Minggu, 14 Februari 2010

PM Singapura Desak Warganya Untuk Perbanyak Anak !


Jika Indonesia kerepotan dengan keluarga yang cenderung banyak anak, sehingga pemerintah membatasinya dengan mempergencar program KB, tidak demikian dengan negeri jiran, Singapura.

Perdana Menteri Singapura, Lee Hsien Loong, mendesak warganya agar punya anak lebih banyak tahun ini dan jangan menghiraukan tahyul yang berkaitan dengan zodiac China.

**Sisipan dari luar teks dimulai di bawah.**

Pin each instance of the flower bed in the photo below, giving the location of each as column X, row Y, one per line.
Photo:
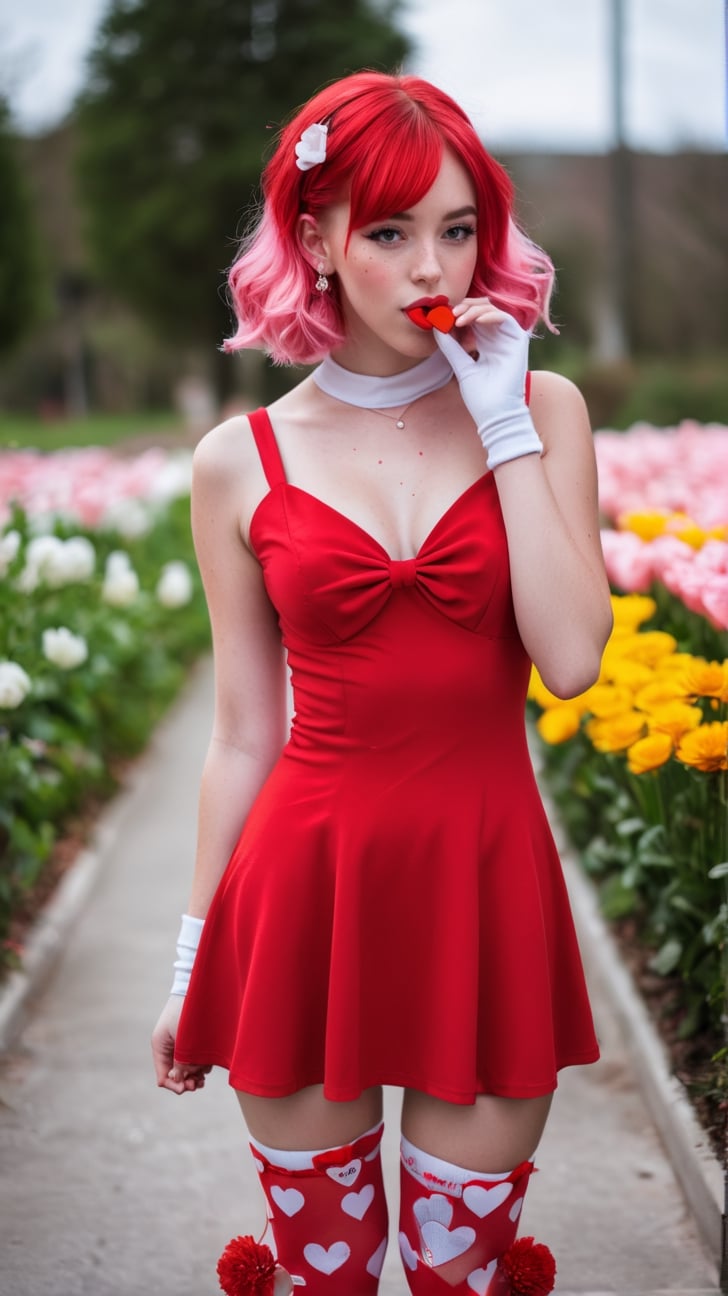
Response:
column 637, row 763
column 100, row 612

Dalam pesan Tahun Baru Imleknya, yang dikutip Radio Australia, Lee Hsien Loong mengatakan, angka kelahiran Singapura telah merosot ke titik terendah, yaitu hampir separuh dari angka yang dianggap perlu untuk mempertahankan populasi secara alami.

Dikatakan, Singapura kekurangan paling tidak 10-ribu bayi tahun lalu. Ia juga kuatir tentang pasangan-pasangan etnik China yang mungkin memilih untuk tidak punya anak di Tahun Macan karena ada kepercayaan bahwa anak-anak yang lahir di tahun macan akan memiliki sifat-sifat binatang tersebut.

Sampai Juni 2009, populasi Singapura adalah 4,99 juta, termasuk lebih dari satu-juta pekerja asing dan keluarga mereka. Bandingkan dengan warga DKI Jakarta, yang sudah mencapai 8,7 juta. Baru ibukotanya saja.